Yine Miraç mucizesini ıspat edip akla yaklaştıran “Otuz birinci Sözde “bir soruyu cevaplarken dünyanın hareketinden bahsediyor. Sonsuz kudret sahibi Rabbimizin Peygamberimiz Hz Muhammed (SAV) e Mi’raç Mu’cizesini tahakkuk ettireceğini ifade ile; bir soru ve cevapta: “Hem hatıra gelir ki: Ey mülhid(dinsiz)! Sen dersin: "Bin müşkülat ile tayyare vasıtasıyla ancak bir iki kilometre yukarıya çıkılabilir. Nasıl, bir insan cismiyle binler sene mesafeyi birkaç dakika zarfında kateder, gider, gelir?"
Biz de deriz: Arz gibi ağır bir cisim, fenninizce hareket-i seneviyesiyle (Uzay ilmine göre bir yıllık güneş etrafındaki yörüngesinde) bir dakikada takriben yüz seksen sekiz saat mesafeyi keser. Takriben yirmi beş bin senelik mesafeyi, bir senede katediyor.(Güneşin etrafında dönerken) Acaba, şu muntazam harekâtı ona yaptıran ve bir sapan taşı gibi döndüren bir Kadîr-i Zülcelal; bir insanı, arşa getiremez mi ? Şemsin cazibesi denilen bir kanun-u Rabbanî ile Mevlevî gibi etrafında pek ağır olan cism-i arzı gezdiren bir hikmet, cazibe-i rahmet-i Rahman ile ve incizab-ı muhabbet-i Şems-i Ezel (Ezeli güneş gibi Rabbimizin cazibesi) ile bir cism-i insanı (Yani Peygamberimiz (ASM) ın mübarek vücudunu ) berk (şimşek) gibi arş-ı Rahman'a çıkaramaz mı?”

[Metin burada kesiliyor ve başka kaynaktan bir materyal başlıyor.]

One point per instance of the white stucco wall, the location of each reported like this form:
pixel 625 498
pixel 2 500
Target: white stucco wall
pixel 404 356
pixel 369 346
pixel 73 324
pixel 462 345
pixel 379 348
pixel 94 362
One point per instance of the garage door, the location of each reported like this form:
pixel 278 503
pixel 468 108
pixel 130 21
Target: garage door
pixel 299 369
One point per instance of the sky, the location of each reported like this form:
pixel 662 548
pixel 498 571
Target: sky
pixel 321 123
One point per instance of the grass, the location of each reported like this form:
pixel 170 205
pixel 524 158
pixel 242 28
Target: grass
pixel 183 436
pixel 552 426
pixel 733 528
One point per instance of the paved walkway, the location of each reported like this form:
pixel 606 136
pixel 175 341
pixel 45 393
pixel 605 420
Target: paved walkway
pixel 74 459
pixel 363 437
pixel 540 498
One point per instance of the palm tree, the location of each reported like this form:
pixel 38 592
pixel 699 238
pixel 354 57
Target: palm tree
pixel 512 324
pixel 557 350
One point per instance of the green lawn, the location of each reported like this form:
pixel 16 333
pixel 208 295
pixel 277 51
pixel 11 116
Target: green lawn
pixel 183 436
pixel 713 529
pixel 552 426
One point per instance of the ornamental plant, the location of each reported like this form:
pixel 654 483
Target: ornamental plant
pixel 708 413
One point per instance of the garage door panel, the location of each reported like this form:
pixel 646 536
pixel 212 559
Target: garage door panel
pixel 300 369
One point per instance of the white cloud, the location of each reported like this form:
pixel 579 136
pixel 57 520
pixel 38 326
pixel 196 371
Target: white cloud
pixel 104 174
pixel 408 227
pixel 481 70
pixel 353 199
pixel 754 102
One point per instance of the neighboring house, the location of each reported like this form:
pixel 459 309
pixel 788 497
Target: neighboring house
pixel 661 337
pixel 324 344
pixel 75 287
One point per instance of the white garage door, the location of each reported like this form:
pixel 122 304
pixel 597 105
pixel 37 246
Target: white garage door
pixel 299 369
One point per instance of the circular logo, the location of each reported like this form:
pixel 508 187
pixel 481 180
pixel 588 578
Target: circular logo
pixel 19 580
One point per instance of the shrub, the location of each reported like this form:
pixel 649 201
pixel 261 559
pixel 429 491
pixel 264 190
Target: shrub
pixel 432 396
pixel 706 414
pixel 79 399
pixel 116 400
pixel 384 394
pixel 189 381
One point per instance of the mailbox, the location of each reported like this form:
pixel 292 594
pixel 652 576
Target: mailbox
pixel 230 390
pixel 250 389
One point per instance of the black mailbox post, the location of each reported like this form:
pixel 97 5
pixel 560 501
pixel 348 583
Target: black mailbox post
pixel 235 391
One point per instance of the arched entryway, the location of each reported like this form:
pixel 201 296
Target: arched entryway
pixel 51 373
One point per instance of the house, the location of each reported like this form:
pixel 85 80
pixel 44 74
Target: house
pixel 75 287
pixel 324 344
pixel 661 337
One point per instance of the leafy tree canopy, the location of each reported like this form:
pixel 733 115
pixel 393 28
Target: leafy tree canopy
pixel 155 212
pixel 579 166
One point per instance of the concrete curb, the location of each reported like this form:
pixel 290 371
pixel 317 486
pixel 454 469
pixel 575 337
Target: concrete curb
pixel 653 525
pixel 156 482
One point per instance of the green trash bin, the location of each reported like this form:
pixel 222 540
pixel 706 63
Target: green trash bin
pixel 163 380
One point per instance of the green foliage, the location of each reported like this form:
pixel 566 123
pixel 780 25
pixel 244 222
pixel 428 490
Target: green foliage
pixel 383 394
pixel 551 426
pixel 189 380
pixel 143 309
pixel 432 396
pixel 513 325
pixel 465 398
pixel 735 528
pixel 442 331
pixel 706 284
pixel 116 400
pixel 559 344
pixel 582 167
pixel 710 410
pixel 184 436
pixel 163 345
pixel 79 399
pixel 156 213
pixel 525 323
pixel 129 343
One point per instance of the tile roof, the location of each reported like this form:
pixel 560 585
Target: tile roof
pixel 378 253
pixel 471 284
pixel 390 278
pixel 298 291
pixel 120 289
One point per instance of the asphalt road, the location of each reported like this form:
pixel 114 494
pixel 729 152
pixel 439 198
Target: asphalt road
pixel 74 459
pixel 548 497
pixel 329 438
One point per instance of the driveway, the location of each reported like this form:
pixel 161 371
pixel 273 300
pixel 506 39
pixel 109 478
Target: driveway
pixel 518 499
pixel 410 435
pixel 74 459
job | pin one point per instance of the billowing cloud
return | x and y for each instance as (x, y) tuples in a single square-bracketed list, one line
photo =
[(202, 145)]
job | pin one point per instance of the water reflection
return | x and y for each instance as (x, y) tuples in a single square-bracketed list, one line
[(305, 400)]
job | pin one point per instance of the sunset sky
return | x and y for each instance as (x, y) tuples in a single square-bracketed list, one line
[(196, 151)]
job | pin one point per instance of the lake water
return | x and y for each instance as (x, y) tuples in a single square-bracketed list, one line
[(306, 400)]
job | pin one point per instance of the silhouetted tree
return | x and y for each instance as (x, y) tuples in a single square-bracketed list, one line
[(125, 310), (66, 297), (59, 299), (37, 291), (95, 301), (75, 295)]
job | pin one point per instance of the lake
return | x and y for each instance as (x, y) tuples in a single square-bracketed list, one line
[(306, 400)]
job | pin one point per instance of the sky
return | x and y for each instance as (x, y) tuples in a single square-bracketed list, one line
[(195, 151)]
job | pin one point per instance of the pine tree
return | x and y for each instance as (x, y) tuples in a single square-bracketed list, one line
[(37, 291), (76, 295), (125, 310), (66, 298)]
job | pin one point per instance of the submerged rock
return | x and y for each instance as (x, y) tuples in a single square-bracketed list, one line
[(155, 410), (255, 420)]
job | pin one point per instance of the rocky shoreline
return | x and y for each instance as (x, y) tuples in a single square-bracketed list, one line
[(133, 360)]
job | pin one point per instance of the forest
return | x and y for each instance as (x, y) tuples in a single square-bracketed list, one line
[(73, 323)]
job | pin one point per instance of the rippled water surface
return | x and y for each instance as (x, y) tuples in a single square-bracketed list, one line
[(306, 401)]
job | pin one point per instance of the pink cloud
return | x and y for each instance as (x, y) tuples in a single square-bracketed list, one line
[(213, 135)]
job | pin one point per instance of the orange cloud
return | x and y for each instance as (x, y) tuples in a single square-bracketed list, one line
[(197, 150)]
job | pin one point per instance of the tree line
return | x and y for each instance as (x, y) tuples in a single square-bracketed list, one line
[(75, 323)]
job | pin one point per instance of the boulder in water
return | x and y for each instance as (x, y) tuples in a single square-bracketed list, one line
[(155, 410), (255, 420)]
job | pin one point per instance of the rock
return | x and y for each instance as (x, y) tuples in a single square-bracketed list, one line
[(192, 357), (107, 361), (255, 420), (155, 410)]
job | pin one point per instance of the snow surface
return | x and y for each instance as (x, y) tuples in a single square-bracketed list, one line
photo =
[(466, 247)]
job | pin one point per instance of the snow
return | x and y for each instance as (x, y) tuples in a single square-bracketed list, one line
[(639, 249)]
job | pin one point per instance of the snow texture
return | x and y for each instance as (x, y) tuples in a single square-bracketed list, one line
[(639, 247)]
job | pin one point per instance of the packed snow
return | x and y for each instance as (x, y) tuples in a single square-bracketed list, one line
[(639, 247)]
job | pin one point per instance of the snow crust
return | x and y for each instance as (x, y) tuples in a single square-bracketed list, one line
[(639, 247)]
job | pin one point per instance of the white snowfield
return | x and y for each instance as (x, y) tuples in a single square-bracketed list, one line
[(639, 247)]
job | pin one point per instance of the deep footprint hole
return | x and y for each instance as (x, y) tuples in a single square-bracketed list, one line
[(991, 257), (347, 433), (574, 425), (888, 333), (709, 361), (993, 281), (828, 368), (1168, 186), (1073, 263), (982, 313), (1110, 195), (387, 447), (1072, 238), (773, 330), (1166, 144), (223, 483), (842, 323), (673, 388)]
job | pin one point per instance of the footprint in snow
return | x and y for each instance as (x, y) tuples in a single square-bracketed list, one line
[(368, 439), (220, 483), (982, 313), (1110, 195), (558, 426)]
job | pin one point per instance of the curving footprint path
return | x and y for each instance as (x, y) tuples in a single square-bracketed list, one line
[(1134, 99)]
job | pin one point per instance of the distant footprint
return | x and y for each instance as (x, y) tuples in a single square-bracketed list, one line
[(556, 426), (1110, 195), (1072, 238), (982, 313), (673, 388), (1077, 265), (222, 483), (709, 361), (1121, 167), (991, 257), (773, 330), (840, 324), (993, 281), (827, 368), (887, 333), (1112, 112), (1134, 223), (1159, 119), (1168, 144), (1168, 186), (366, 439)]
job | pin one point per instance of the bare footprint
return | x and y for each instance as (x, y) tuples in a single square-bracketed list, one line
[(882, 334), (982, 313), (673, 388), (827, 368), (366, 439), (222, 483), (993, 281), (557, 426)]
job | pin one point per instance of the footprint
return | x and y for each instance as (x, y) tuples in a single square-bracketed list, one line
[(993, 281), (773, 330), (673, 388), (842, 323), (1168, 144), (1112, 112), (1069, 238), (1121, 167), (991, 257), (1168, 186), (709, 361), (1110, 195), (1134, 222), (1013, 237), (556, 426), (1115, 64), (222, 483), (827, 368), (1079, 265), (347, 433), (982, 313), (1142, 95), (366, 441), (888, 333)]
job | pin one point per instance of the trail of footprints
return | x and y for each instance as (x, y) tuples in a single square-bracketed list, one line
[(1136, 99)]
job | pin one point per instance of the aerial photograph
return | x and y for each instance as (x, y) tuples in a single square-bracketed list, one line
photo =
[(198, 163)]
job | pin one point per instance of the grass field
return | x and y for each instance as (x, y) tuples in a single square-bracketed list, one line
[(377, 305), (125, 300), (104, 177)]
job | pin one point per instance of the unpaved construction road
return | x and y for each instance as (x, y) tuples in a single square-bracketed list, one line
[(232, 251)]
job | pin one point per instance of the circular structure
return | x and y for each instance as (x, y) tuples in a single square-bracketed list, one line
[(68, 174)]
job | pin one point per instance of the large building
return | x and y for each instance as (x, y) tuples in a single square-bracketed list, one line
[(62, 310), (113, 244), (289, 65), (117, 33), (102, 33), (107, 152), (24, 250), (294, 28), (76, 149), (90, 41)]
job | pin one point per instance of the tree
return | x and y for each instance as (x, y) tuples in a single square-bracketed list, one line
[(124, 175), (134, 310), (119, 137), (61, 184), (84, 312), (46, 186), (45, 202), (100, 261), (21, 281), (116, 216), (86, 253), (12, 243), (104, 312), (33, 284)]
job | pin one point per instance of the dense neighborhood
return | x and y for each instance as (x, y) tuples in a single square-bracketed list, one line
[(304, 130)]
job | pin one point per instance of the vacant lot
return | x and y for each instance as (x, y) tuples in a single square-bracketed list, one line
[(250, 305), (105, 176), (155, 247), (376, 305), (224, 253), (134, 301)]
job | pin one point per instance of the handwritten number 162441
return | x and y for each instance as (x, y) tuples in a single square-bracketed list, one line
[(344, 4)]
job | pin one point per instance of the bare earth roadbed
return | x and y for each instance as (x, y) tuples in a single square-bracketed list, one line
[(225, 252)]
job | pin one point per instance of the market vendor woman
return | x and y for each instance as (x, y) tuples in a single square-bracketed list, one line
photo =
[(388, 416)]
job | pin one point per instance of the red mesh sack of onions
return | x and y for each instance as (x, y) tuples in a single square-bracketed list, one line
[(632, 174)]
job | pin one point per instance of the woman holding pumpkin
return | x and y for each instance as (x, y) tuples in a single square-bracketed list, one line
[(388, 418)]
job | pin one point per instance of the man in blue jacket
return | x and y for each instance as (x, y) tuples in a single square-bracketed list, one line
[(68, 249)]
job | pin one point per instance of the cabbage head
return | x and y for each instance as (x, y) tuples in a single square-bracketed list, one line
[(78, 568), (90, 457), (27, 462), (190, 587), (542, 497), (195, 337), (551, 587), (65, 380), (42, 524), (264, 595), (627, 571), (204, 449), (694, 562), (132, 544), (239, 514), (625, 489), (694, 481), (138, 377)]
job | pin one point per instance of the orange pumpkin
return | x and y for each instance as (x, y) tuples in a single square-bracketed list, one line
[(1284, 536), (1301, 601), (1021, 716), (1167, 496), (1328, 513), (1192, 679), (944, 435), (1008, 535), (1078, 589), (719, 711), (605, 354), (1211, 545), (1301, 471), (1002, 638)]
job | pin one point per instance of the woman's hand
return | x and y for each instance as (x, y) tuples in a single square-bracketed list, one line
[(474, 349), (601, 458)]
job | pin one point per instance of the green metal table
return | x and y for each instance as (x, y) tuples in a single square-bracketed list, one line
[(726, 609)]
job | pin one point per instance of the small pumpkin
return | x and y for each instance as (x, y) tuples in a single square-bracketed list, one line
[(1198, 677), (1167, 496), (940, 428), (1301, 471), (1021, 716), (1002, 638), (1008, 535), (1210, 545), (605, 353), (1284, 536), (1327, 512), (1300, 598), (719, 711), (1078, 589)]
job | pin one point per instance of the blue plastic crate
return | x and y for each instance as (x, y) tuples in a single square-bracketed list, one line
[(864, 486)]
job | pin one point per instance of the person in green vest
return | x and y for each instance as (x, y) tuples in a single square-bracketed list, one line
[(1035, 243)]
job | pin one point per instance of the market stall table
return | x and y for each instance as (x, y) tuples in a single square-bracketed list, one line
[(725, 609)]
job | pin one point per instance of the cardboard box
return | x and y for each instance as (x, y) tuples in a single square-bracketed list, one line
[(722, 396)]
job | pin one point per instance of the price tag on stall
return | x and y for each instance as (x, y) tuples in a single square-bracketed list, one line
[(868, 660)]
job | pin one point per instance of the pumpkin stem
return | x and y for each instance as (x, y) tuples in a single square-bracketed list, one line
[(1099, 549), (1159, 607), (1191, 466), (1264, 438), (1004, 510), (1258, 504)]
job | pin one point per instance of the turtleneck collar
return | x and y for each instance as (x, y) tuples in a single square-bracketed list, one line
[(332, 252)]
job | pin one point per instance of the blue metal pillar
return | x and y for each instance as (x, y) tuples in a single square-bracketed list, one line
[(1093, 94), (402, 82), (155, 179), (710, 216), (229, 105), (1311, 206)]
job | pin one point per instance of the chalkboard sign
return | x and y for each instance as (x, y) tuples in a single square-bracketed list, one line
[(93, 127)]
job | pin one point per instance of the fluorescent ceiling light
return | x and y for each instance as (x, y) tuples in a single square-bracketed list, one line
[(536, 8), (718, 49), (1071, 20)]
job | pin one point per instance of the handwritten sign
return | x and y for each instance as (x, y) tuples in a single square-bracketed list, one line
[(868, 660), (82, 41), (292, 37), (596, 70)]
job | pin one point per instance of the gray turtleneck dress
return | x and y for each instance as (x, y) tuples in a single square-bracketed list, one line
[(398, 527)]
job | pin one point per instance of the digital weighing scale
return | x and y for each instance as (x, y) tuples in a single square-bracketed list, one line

Risale-i Nur Tefsirinden derlemeye çalıştığımız örneklerden de anlaşılacağı gibi Üstad Mevlana Celaleddin Rumi Hazretleri Kur'an Eczanesinden yaşadığı asrın insanlarına ve tüm insanlığa devalar sunduğu gibi Üstad Bediüzzaman Said’e aynı eczaneden bu asrın insanlarına devalar sunmuştur. Mevlana ve Mevlevilerin ne masatla döndüklerini bu asrın insanlarına, yani bizlere tarif etmiştir. Mesnevinin lisanı o günün okur ve yazarlarının anlayacağı şekilde Farsça olduğu gibi Risale-i Nur’un lisanı da ecdadımızın lisanıdır. Yani “Osmanlı Türkçesidir.” Önemli olan bu Kur'an Eczanesinin ilaçlarından bizler yararlandığımız gibi Milli Eğitim Müfredatına Seçmeli dersler olarak dahil edilip yeni nesillerimizin de istifadelerine sunmaktır.Ecdada layık nesiller ancak bu hakikatlerin öğrenilip yaşanmasıyla mümkün olacaktır.Burada kendimizi sigaya çekecek olursak! Bizler kendi menfaatımızla ilgili konularda saatlerce ingilizce sözlükleri karıştırırken ;Ebedi hayatımız ve sonsuz saadetimize vesile olabilecek bu eserler için İnternetten “Risale-i Nur Kütüphanesi” Veb sayfasından “Sözler” eserini indirip anlamadığımız kelimenin üzerine tıklamak, çok zor olmasa gerektir. Rabbim Cümlemizi kataloğumuz Kur’an-ı Kerim’imizden, Rehberimiz ,Peygamberimiz Efendimizden (SAV) ve Onun Sünnet-i Seniyyesinden ve şefaatlerinden ayırmasın. Peygamberimizin varisleri olan Büyük İslam Alimlerinden özellikle Mevlana’mızdan ve Bediüzzaman gibi alimlerin eserlerinden istifademizi ziyade eylesin. Hoşça kalın. Allah’a emanet olunuz efendim.